The idea has wide support among lawmakers too. Democratic congresswoman Sheila Jackson Lee of Houston has proposed a similar measure in the House, where more than 150 members have signed on as cosponsors. Cornyn teamed with Sen. Ed Markey, D-Mass., to write the bill, and requested its adoption on July 22 by unanimous consent in the Senate. The unanimous consent piece was what got it in trouble.

That procedure allows the Senate to move more quickly than the process used to bring many bills to the floor. It's a shortcut, a way to fast-track something that should be uncontroversial. But it also means that one senator's dissent can prevent the bill's passage. In this case, the dissenter was Sen. Ron Johnson, R-Wis.

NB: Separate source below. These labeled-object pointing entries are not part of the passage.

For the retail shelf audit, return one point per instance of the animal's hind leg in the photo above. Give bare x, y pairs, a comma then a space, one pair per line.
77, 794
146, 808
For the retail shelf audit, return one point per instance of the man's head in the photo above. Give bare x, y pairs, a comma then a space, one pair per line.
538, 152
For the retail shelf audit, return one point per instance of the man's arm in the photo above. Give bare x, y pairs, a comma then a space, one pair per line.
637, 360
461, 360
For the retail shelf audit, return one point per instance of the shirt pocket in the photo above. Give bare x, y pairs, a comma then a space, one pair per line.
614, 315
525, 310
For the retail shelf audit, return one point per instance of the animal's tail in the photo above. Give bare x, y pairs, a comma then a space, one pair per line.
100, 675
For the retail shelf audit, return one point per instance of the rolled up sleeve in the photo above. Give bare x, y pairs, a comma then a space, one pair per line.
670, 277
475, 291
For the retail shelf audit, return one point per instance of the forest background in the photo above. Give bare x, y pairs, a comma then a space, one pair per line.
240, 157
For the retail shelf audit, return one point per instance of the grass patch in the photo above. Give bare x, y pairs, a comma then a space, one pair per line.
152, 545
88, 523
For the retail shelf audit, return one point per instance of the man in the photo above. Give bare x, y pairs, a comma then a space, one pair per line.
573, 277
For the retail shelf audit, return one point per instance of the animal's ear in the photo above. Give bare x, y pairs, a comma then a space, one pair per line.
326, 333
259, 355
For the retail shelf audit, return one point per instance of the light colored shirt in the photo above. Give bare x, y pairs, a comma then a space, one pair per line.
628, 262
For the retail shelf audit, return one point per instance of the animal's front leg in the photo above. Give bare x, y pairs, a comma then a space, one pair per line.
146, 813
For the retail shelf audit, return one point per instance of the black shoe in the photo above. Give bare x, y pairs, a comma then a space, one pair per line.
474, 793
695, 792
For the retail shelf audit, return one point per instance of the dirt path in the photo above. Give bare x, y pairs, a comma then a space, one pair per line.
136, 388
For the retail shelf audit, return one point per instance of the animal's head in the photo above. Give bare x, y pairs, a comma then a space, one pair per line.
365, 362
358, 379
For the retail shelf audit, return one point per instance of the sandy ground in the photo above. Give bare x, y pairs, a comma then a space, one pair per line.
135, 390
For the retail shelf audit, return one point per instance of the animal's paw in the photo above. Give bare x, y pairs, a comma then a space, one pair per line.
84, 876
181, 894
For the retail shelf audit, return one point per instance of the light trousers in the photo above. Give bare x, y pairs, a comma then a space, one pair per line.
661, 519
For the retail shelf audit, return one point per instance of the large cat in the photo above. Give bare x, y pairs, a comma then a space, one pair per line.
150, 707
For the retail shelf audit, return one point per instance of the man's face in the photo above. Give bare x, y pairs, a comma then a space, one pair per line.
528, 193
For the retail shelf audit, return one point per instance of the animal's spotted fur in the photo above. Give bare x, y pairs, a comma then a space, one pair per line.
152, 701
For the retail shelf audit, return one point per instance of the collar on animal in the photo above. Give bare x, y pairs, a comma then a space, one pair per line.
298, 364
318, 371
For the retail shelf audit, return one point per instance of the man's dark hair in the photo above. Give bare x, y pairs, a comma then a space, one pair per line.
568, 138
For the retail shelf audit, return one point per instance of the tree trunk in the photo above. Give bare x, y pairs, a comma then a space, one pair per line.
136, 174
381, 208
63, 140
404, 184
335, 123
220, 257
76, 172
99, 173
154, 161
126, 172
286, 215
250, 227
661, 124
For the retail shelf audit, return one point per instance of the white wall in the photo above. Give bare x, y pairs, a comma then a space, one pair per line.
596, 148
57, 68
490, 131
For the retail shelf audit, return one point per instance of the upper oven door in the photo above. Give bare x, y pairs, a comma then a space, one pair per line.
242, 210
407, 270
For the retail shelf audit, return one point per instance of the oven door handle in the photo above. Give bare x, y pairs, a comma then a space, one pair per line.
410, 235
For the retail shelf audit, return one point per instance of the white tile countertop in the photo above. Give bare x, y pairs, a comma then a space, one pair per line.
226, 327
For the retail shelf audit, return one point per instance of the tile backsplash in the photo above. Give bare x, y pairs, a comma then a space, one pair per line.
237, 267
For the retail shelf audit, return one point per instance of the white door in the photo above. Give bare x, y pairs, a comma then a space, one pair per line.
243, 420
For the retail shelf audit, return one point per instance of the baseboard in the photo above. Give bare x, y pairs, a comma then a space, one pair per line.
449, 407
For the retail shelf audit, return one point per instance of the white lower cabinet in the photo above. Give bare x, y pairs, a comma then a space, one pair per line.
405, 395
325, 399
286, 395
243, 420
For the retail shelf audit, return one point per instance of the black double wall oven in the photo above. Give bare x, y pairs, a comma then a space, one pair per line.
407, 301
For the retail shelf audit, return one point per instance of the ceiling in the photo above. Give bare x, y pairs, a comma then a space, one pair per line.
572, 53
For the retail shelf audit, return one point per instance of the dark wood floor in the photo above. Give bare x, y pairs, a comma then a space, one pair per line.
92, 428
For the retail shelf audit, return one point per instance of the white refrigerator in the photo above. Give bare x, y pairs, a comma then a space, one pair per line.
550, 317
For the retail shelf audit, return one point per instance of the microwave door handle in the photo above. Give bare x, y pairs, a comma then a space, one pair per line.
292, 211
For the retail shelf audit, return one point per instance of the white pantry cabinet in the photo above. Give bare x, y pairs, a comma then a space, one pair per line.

Johnson acknowledged the importance of Juneteenth but objected to the cost of adding a paid holiday for federal workers. To his credit, Johnson proposed swapping Juneteenth for Columbus Day.

Recognizing Juneteenth is the right thing to do, and we support it. But in our current political climate, we're not surprised that even something so patently commendable stirs up snark. Some Democrats questioned Cornyn's motives. Rep. Marc Veasey, D-Texas, went so far as to suggest that Cornyn and Johnson were in cahoots to introduce but spike the measure.

We'll leave the motive-judgment to Veasey. For our part, we'll simply point out that Cornyn doesn't have to take no for an answer. He can and should reintroduce the bill. And we'll note the fact that this is a delay in the adoption of a holiday that, itself, marks the delivery of long-delayed news. The right thing to do now is push it forward again.